Oksijen dağılımını ve tüm okyanus için etkilerini belgeleyen araştırmacılar, son 50 yılda oksijen miktarında bir düşüş olduğu gözlemlenen alanın, 4,5 milyon kilometre kare olduğunu belirttiler.
En büyük kayıp Kuzey Pasifik’te bulundu. Dr. Lothar Stramma ; “Atmosferdeki oksijenin hafif azalması şu anda kritik olarak görülmemekle birlikte, dengesiz dağılım nedeniyle okyanuslardaki oksijen kayıplarının geniş kapsamlı sonuçları olabilir. Balıkçılık ve kıyı ekonomileri için bu sürecin zararlı sonuçları olabilir.” dedi.

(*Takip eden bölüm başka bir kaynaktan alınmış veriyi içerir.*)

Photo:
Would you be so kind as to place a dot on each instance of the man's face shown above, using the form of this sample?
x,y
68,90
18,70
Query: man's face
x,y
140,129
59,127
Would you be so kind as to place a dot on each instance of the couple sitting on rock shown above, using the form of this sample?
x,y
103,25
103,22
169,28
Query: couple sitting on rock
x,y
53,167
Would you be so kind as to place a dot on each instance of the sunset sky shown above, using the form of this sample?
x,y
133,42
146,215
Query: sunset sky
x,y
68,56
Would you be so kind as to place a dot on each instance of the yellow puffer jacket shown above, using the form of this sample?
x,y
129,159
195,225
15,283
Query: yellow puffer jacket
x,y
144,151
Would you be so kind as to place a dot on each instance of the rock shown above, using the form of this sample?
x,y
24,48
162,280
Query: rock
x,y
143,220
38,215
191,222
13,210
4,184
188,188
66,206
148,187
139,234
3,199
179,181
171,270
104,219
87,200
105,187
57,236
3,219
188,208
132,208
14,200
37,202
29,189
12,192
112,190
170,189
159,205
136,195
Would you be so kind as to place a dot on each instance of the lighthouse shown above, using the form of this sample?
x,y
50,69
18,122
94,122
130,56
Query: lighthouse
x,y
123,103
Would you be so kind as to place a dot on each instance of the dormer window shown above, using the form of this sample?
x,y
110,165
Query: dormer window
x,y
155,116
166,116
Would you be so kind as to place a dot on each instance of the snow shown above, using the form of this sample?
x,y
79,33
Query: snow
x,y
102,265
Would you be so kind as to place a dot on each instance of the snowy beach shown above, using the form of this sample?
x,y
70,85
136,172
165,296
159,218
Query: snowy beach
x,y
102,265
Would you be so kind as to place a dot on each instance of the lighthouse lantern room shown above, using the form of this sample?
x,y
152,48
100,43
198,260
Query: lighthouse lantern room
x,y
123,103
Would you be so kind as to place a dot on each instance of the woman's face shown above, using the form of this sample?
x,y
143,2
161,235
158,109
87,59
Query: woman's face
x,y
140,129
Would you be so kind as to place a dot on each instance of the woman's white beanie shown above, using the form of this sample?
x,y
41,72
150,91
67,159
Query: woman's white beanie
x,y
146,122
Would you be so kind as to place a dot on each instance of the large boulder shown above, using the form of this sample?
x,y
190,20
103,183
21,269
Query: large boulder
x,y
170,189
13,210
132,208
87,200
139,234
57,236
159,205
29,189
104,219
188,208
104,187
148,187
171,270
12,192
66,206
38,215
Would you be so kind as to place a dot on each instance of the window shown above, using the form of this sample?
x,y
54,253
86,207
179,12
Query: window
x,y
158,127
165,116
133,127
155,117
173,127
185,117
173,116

Okyanuslardaki oksijen miktarının azalmaması için elbette atılacak adımlar vardır. Enerji tüketimi azaltılarak, karbon ayak izi kontrol altına alınabilir. Deniz canlılarının yaşamını tehdit eden türde avlanmalara son verilerek, canlıların ve türlerinin yaşamasına izin verilebilir. Ayrıca daha az plastik kullanılarak okyanuslar ve denizlerin kirlenmesinin önüne geçilebilir. En önemli önlemlerden biri de sahillerin, kumsalların korunması, yerlere atılan çöplerin toplanması; denize karışmasının önlenmesidir.